Hive federation service. Enables disparate tables to be concurrently accessed across multiple Hive deployments.
Apache License 2.0
273 stars 76 forks source link

How do Filters, Sorting, Joins, and Merges work with Waggle Dance #121

Closed rajeshsaluja closed 6 years ago

rajeshsaluja commented 6 years ago

I've question on Filter, Sorting, Joins, Merge through waggle-dance

E.g. select * from remotedb.emp where created_date > sysdate - 365 through waggle-dance (emp table exists in remote hive metastore)

Does above statement does filter at remote metastore and then waggle dance get the data or entire table data is pulled before applying filter condition.

Similar question for sorting or joins of tables across metastore. Where does the actual operation is carried out.

Thanks

patduin commented 6 years ago

Waggle Dance only interacts with Hive on the metadata level. The metastores in the federation are simply feeding raw data locations to your Hive execution engine. All actual data manipulation is done on the cluster from which you fire your query. No additional movement of data takes place prior to query execution.

What this mean in practice is that the cluster on which you are running the query requires access to the file stores referenced in the table metadata of your source tables, wherever they may be. For large tables this also implies that you'll require adequate bandwidth to pull the underlying table data across to your execution engine.

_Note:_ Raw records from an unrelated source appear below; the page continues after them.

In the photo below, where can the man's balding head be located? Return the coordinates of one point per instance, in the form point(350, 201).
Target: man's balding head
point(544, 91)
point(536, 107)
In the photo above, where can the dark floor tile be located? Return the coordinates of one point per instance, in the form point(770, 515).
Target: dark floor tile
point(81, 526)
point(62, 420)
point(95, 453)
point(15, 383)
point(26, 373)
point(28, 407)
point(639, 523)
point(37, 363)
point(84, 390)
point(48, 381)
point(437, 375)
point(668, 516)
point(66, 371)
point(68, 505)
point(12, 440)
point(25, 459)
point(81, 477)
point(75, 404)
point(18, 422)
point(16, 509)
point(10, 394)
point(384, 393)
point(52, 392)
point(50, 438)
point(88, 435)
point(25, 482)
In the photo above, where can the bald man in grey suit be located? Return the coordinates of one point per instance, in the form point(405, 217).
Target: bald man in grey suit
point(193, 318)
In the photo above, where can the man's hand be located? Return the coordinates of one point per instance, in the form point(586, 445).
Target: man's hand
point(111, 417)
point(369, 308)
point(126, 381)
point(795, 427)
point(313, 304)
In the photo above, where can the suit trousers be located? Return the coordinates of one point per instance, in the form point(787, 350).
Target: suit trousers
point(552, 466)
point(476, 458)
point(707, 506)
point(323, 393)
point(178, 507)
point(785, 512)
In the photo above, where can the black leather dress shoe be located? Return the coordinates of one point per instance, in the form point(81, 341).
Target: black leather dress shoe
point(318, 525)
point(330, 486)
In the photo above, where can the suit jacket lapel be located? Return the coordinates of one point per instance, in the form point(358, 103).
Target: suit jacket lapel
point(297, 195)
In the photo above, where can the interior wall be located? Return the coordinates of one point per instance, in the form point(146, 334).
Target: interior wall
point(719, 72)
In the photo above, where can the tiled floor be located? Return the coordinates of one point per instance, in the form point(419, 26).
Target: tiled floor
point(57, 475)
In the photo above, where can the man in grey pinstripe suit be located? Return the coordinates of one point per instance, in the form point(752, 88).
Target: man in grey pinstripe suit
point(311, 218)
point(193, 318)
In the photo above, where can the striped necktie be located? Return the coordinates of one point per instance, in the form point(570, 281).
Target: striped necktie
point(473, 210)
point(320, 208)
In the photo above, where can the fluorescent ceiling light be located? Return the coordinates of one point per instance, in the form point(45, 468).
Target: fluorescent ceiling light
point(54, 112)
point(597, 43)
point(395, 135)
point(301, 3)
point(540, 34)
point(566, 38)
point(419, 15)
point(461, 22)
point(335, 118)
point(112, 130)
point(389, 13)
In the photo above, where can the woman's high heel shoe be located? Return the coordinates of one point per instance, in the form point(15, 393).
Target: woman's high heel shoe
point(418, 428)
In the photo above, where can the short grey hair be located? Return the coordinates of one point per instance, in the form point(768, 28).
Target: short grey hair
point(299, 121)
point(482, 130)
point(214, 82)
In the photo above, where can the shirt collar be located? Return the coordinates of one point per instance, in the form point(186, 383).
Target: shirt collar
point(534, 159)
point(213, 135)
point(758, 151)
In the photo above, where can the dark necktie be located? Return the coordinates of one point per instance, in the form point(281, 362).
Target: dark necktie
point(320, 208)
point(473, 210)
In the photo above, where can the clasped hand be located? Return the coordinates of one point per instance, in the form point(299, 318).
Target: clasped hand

Our architectures are normally doing this in a single cloud provider, between different clusters and accounts in the same region where such access is plentiful. We have also experimented with federations across regions.

rajeshsaluja commented 6 years ago

Great . Thanks on the clarification !

rajeshsaluja commented 6 years ago

We are doing experimentation across regions with one of the region in our own data center and other in AWS.